Fudler, a native of Britain, has lived in the Middle East for nearly 30 years, and over the past decade he's led over 20 peace walks in both Palestinian and Israeli territories. He and fellow New York Silent Peace Walk organizer, Jack Kornfield, a renowned Buddhist elder, understand the frustration among Palestinian youth.
"The outrage is based on their pain, which really needs to be respected," Kornfield tells the Voice.
Despite the tensions surrounding the march in Bethlehem, Kornfield says he's aware of many attempts on the part of Palestinians and Israelis to come together in solidarity.
"One of the things that most moved me and surprised me, in the time that I was in Palestine and Israel a few years ago, was how many groups there are that are working to bridge the two societies and cultures, and to build peace -- hundreds of them," he says."These don't get in the news. What gets in the news is violence. If there's a shooting, or a bombing, or stoning, that makes the news."
Fulder acknowledges there are some Israelis and Palestinians who oppose their solidarity efforts. He remembers an instance where a *70-year-old Bedouin Sheikh, who's participated in a number of Silent Peace Walks, was asked by an Israeli rabbi how he's able to deal with verbal taunts and threats from right-wing Israeli agitators.
"[He replied] 'what I do is absorb the shout like a sponge, and I do nothing. I just smile, and I don't do anything. That way, I just absorb the violence,'" according to Fulder. "'I don't carry on with the chain of violence. I cut the chain of violence right there.'"
The Silent Peace Walks are rooted in Gandhian and Buddhist principles. Fulder and Kornfield think that Sunday's demonstration, and New York in general, can serve as a model for peace relations in the Middle East.
"New York has over 2 million Jews and Muslims in it, and they all ride the subway together fine. It shows what's possible, and people are standing up saying there is a way for us to live together," Kornfield says. "We want to do this without political slogans for or against anything."
"Instead of shouting for peace and being violent in the name of peace, we model it, we how Israelis and Palestinians walking together quietly, circled talking, being together, being friendly together," Fulder says.

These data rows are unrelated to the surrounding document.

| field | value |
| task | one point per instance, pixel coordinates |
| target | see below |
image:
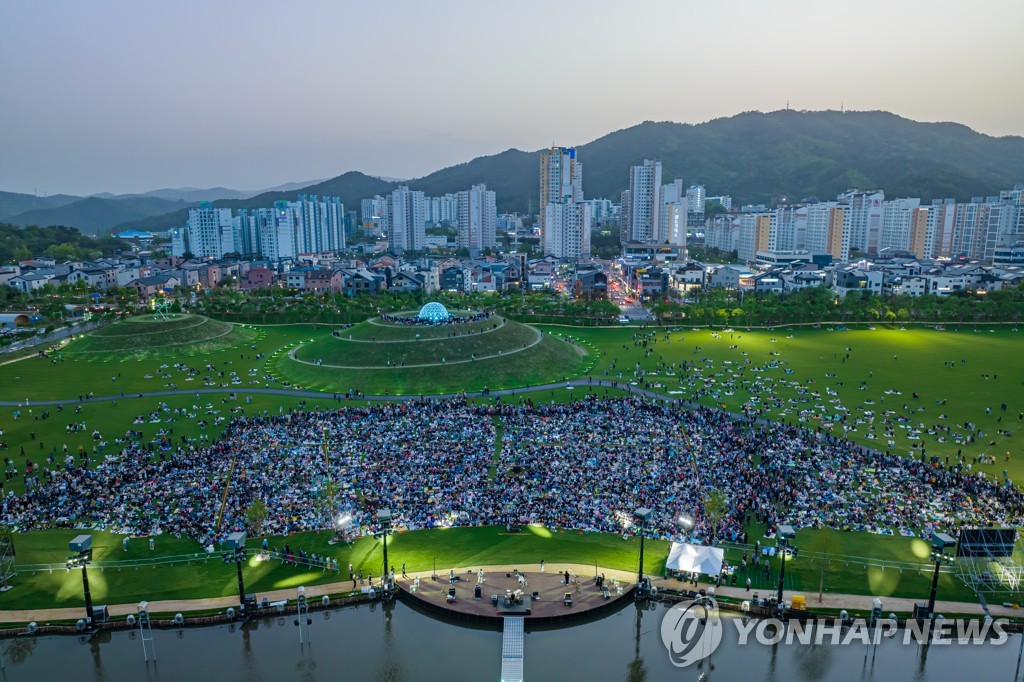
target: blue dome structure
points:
(434, 312)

As ideal as this sounds on a comfortable Sunday afternoon in Central Park. Both organizers are aware of the magnitude of the situation, but still believe that peaceful solidarity is the ultimate key.
"People might say 'oh, certain groups of people, the Palestinians or the Israelis can't live together, but in fact it is possible, and the solutions are not going to be based on military solutions. They really have to come from the hearts of human beings," Kornfield says.
Fulder says the two groups can begin to repair the shattered relationship once both are able to recognize the humanity of the other.
"What we try and show is firstly that you don't need to hold on so tightly to historical views of the other, to label the other as they enemy, to demonize the other, to be afraid of the other. The other is a human being like yourself," Fulder says. "All you need to do to end this conflict is to look the other in the eyes and too see that he's the same as you."
*Previously read "17-year-old Bedouin Sikh."